"Transactional safety" in influxDB

Question

We have a scenario where we want to frequently change the tag of a (single) measurement value. Our goal is to create a database which is storing prognosis values. But it should never loose data and track changes to already written data, like changes or overwriting.

Our current plan is to have an additional field "write_ts", which indicates at which point in time the measurement value was inserted or changed, and a tag "version" which is updated with each change. Furthermore the version '0' should always contain the latest value.

name: temperature
-----------------
time                    write_ts (val) current_mA (val) version (tag)     machine (tag)
2015-10-21T19:28:08Z    1445506564     25               0                 injection_molding_1

So let's assume I have an updated prognosis value for this example value.

So, I do:

SELECT curr_measurement
INSERT curr_measurement with new tag (version = 1)
DROP curr_mesurement
//then
INSERT new_measurement with version = 0

Now my question:

If I loose the connection in between for whatever reason in between the SELECT, INSERT, DROP:

I would get double records.

(Or if I do SELECT, DROP, INSERT: I loose data)

Is there any method to prevent that?

Jason Jason · Accepted Answer · 2019-12-19T05:18:24

Transactions don't exist in InfluxDB

InfluxDB is a time-series database, not a relational database. Its main use case is not one where users are editing old data.

In a relational database that supports transactions, you are protecting yourself against UPDATE and similar operations. Data comes in, existing data gets changed, you need to reliably read these updates.

The main use case in time-series databases is a lot of raw data coming in, followed by some filtering or transforming to other measurements or databases. Picture a one-way data stream. In this scenario, there isn't much need for transactions, because old data isn't getting updated much.

How you can use InfluxDB

In cases like yours, where there is additional data being calculated based on live data, it's common to place this new data in its own measurement rather than as a new field in a "live data" measurement.

As for version tracking and reliably getting updates:

1) Does the version number tell you anything the write_ts number doesn't? Consider not using it, if it's simply a proxy for write_ts. If version only ever increases, it might be duplicating the info given by write_ts, minus the usefulness of knowing when the change was made. If version is expected to decrease from time to time, then it makes sense to keep it.
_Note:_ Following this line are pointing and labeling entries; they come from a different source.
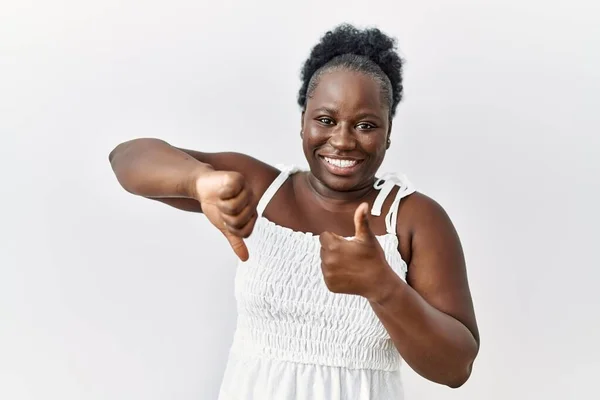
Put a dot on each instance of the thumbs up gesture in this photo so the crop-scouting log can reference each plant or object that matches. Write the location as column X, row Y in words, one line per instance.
column 354, row 266
column 228, row 203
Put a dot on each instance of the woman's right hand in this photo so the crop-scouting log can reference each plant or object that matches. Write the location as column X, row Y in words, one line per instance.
column 229, row 204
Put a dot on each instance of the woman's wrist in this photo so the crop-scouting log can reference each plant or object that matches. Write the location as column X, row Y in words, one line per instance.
column 190, row 184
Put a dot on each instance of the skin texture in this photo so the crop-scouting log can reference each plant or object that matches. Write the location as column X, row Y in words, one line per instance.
column 430, row 317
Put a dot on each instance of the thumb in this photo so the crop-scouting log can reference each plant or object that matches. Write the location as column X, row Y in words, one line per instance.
column 361, row 223
column 238, row 245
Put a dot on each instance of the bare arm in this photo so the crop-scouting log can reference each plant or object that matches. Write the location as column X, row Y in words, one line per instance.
column 154, row 169
column 431, row 319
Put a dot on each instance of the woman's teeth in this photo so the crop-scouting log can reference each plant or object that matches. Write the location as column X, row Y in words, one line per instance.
column 341, row 163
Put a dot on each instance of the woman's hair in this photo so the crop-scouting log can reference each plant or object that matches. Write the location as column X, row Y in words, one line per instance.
column 368, row 51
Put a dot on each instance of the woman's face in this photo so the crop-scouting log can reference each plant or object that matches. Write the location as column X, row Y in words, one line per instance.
column 345, row 130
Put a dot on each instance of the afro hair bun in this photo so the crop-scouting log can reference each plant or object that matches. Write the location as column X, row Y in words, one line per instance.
column 370, row 43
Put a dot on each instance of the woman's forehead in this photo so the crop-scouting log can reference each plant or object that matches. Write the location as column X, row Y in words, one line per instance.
column 347, row 89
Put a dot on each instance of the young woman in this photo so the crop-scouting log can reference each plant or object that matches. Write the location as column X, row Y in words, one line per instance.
column 343, row 274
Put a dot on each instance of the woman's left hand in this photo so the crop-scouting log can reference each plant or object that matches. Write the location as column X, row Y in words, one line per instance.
column 358, row 265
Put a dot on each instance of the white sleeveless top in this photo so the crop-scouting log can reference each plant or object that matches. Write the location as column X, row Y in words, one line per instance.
column 296, row 340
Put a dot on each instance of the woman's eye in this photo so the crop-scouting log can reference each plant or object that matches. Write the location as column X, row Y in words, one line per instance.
column 365, row 126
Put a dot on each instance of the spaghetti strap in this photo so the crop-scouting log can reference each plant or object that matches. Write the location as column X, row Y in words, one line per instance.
column 286, row 171
column 385, row 184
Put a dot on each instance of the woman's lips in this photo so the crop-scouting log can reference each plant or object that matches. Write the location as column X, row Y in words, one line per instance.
column 341, row 166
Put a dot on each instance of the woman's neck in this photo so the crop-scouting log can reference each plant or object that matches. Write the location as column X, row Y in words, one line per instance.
column 335, row 200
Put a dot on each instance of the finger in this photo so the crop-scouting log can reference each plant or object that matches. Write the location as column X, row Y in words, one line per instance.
column 236, row 205
column 238, row 245
column 240, row 220
column 361, row 223
column 330, row 240
column 232, row 184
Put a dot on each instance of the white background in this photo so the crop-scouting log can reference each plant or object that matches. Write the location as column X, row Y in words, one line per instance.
column 108, row 296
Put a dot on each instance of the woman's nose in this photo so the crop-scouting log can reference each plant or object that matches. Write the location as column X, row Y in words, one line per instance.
column 342, row 138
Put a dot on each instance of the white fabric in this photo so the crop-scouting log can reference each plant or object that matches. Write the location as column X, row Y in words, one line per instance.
column 296, row 340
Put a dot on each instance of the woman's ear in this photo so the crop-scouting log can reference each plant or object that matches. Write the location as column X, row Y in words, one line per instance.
column 388, row 141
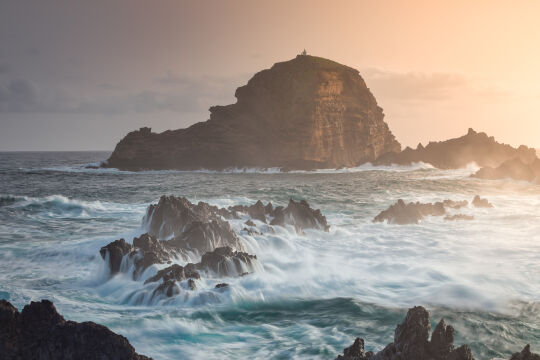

2) Similarly, if you're keeping old records: does write_ts tell you anything that the time value doesn't?

3) Logging. Do you need to over-write (update) values? Or can you get what you need by adding new lines, increasing write_ts or version as appropriate. The latter is a more "InfluxDB-ish" approach.

4) Reading values. You can read all values as they change with updates. If a client app only needs to know the latest value of something that's being updated (and the time it was updated), querying becomes something like:

SELECT LAST(write_ts), current_mA, machine FROM temperature

You could also try grouping the machine values together:

SELECT LAST(*) FROM temperature GROUP BY machine

So what happens instead of transactions?

In InfluxDB, inserting a point with the same tag keys and timestamp over-writes any existing data with the same field keys, and adds new field keys. So when duplicate entries are written, the last write "wins".

So instead of the traditional SELECT, UPDATE approach, it's more like SELECT A, then calculate on A, and put the results in B, possibly with a new timestamp INSERT B.

Personally, I've found InfluxDB excellent for its ability to accept streams of data from all directions, and its simple protocol and schema-free storage means that new data sources are almost trivial to add. But if my use case has old data being regularly updated, I use a relational database.

Hope that clear up the differences.